O mito e as realidades de Woodstock, numa visão de Ang Lee que chegou 40 anos depois

Ao contrário do filão dos ‘biopics’ de músicos, que certamente vai ser ainda mais adubado depois do sucesso maior desse filme menor que é “Bohemian Rhapsody”, a filmografia de ficção inspirada por acontecimentos marcantes na história da música não tem sido, de todo, um terreno fértil em produções para o grande ecrã. De facto pode ser mais interessante a exploração de uma personagem do que a de um momento. A menos que haja uma ideia capaz de alimentar mais do que uma mera recriação de acontecimentos, como o fez Todd Haynes quando olhou para o ‘glam rock’ sob um prisma de colagem e de cruzamento de referências em “Velvet Goldmine”. De certa forma, em “Febre de Sábado à Noite”, John Badham fixou num filme um ambiente urbano que se preparava para assistir à massificação do fenómeno do ‘disco sound’. Porém será excesso de entusiasmo ver esse como um filme sobre o ‘disco’, apesar de ter desempenhado um papel fulcral no alargamento colossal da sua popularidade ao longo de 1978. Com um lugar na história da música e das próprias mutações da sociedade, o festival de Woodstock lançou variadas heranças na história do cinema (uma delas o documentário de Michael Waldleigh que o fixou na memória coletiva). Mas, curiosamente, em meio século, o festival não foi motor para muitos exercícios de ficção. E o único que deu que falar, mesmo tendo sido acolhido sob entusiasmo algo tímido, surgiu sob a direção de Ang Lee em 2009, data que não esconde o valor de comunicação que então poderia representar o assinalar dos 40 anos do festival.

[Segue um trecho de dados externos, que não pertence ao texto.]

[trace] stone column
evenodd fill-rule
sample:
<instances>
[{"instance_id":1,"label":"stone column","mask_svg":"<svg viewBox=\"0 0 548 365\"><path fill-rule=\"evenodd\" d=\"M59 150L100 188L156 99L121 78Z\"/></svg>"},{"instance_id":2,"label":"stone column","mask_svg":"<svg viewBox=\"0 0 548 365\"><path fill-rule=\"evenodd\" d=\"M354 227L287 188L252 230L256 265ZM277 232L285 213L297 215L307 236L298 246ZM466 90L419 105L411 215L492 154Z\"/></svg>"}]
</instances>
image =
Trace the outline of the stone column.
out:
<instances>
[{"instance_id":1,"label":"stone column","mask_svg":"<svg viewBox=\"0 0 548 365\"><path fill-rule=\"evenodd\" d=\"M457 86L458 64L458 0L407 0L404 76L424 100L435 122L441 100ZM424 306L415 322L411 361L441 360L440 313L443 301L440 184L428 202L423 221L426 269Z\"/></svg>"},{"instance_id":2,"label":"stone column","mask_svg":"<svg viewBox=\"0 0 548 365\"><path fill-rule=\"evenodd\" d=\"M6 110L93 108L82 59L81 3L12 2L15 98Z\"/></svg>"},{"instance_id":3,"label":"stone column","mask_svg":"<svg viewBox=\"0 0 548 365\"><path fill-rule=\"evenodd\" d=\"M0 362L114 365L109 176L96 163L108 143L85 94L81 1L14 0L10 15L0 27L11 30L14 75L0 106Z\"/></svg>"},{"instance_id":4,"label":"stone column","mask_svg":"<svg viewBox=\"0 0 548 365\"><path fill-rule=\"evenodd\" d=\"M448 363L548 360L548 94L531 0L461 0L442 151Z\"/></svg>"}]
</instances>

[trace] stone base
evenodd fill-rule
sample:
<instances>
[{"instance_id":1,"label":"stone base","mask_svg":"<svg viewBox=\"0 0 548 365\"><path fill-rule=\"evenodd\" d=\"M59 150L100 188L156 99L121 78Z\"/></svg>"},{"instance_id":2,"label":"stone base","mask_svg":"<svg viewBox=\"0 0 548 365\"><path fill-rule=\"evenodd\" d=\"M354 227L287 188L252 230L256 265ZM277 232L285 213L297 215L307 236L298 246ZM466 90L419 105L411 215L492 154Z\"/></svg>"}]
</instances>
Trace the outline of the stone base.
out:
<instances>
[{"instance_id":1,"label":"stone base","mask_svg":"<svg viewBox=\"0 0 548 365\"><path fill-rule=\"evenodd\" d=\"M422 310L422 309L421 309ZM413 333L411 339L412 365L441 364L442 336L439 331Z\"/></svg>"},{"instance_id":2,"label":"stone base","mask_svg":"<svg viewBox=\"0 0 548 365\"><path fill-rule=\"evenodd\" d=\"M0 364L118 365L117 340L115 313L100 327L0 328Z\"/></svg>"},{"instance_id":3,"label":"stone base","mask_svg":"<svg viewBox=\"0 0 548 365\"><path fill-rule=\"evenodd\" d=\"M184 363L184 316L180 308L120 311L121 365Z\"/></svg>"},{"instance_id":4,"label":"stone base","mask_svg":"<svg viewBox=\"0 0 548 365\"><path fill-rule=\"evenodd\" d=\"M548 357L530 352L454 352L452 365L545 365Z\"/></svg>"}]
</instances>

“Taking Woodstock” é baseado na biografia de Eliott Tiber, que terá sido o responsável por levar até Bethel o festival depois deste ter sido “expulso” do local para onde estava previsto. Eliott é filho dos donos de um decadente motel na pequena cidade que acolheu o festival no verão de 1969. Figura acinzentada, contrastando com aqueles que em pouco tempo irão “invadir” a cidade, divide os seus conterrâneos, uns deliciados com as oportunidades de negócio e o próprio espírito dos festivaleiros, outros eternamente agarrados a “valores” sempre com vontade em chocar de frente com tudo o que seja novo ou diferente.

É pelo prisma de Eliott que assistimos aos conflitos (na própria família ou entre vizinhos) e acompanhamos a progressiva escalada de caos em volta do motel… Motel que, vale a pena lembrar, acaba por ser uma das fontes de alguns momentos de comic relief num filme que tem tanto de drama e recriação histórica como de comédia.

O melhor de “Taking Woodstock” reside no modo como Ang Lee aceita a herança (marcante) das imagens do documentário de Michael Waldleigh, que no fundo é a razão pela qual conhecemos as imagens do festival (e, convenhamos, a chave da sua própria mitificação). Não só há recriações dos ambientes vividos entre a multidão, como vemos inclusivamente equipas de filmagem a captar momentos que conhecemos (as freiras a chegar, o homem que limpa as casas de banho)… Isto sem esquecer a divisão da janela de projeção em mais do que uma imagem, que constituiu uma das mais vincadas características formais desse filme de 1970.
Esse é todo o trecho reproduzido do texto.